Die zwei Welten des Wiener Fußballs
Rapid beendet den Austria-Fluch und beginnt Pläne für die Meistergruppe. Für die Veilchen verwelkt diese Option.
Was ein 3:0-Sieg im österreichischen Fußball nicht alles schlagartig verändern kann. Mit Abpfiff war Rapid postwendend alle leidigen Sprüche rund um einen „Fluch“los, dass man im 2016 eröffneten Allianz-Stadion nicht in der Lage sei, gegen Austria zu gewinnen. Auch sind vorerst alle Debatten nach zwölf sieglosen Duellen verhallt, dass der Schaulauf um die Nummer 1 in Wien verstolpert wird. Österreichs populärster Fußballklub steht nun vor dem Einzug in die Meistergruppe, zwei Runden fehlen noch zur nicht allseits geliebten Tabellenteilung und damit zur Trennung vieler Fußballwelten und lokaler -Sinnfragen. Besiegt Rapid Tabellenschlusslicht Austria Lustenau, leuchtet Grün in den Top sechs der Liga.
Das voraussichtlich letzte Wiener Derby dieser Saison lässt trotzdem nachdenken. Nicht über die Güte des Spiels, Rapids Offensive und Austrias
Starre, sondern die schier einzementierte Rollenverteilung.
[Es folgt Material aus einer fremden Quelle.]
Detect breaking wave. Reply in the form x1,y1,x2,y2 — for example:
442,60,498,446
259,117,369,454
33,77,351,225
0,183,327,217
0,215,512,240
Rapid wähnt sich nach dem Trainerwechsel zu Robert Klauß im Hoch, und Legenden über zuvor nie so intensiv gehörte Motivationsgespräche durch CoTrainer Stefan Kulovits in der Kabine dokumentieren, dass frischer Wind durch Hütteldorf weht. Dass der Cup die einzige Titelchance (zuletzt 1995) ist, bleibt trotzdem die reale Bestandsaufnahme. Meister werden entweder wieder Salzburg oder Sturm Graz. Rapid, zuletzt 2008 Champion, ist auch als Derbysieger von dieser Feier meilenweit entfernt.
Austria zeigte in diesem Frühjahr oft beeindruckendes Spiel, doch im Vergleich mit dem Stadtrivalen fiel diese Feststellung wie ein Kartenhaus in sich zusammen. Violett ist nur Tabellenachter, vier Punkte fehlen auf Platz sechs und Rapid. Bei zwei offenen Runden ist es – außer es passiert bei zwei eigenen Siegen Unmögliches im Galopp mit Niederlagen von SCR, WAC, Hartberg oder Klagenfurt – kaum vorstellbar, dass Violett oben auftaucht. Man muss davon ausgehen, das Auslangen erneut in der „Qualifikationsgruppe“finden zu müssen. Es gibt also kein Derby mehr, dafür nur das Streben nach dem Europacup-Play-off.
Reißen Erfolge ab, wachsen Unbehagen und Kritik zusammen. Natürlich dreht sich jetzt in Favoriten wieder alles nur um die schiefe Finanzlage, die nahe Abgabe der Lizenzunterlagen (Frist bis 4. März) oder heulen im Hintergrund Zweifel an Trainer Michael Wimmer mitsamt irritierenden Rufen nach neuen Spielern wie Aleksandar Dragović auf, obwohl man mit dem ÖFB-Veteranen weder je gesprochen noch verhandelt hat, geschweige denn in der Lage zu sein scheint, seine hohe Gage stemmen zu können. Als weiterer Ballast wirken Fragen zu Transfers, die von Sportvorstand Jürgen Werner, der zudem als Investor auftritt, getätigt wurden. Die Kadersituation wird nebst Finanzen und Zukunft sicher heftig debattiert bei der für Dienstagabend anberaumten Generalversammlung.
Bei Rapid gibt es, erstmals seit gefühlten Ewigkeiten, keine Nebengeräusche. Das ist eigentlich der wahre Gewinn aus dem 342. Wiener Derby.
Rapid genügt jetzt ein Sieg gegen Lustenau. Austria muss zweimal siegen und auf Patzer der anderen hoffen.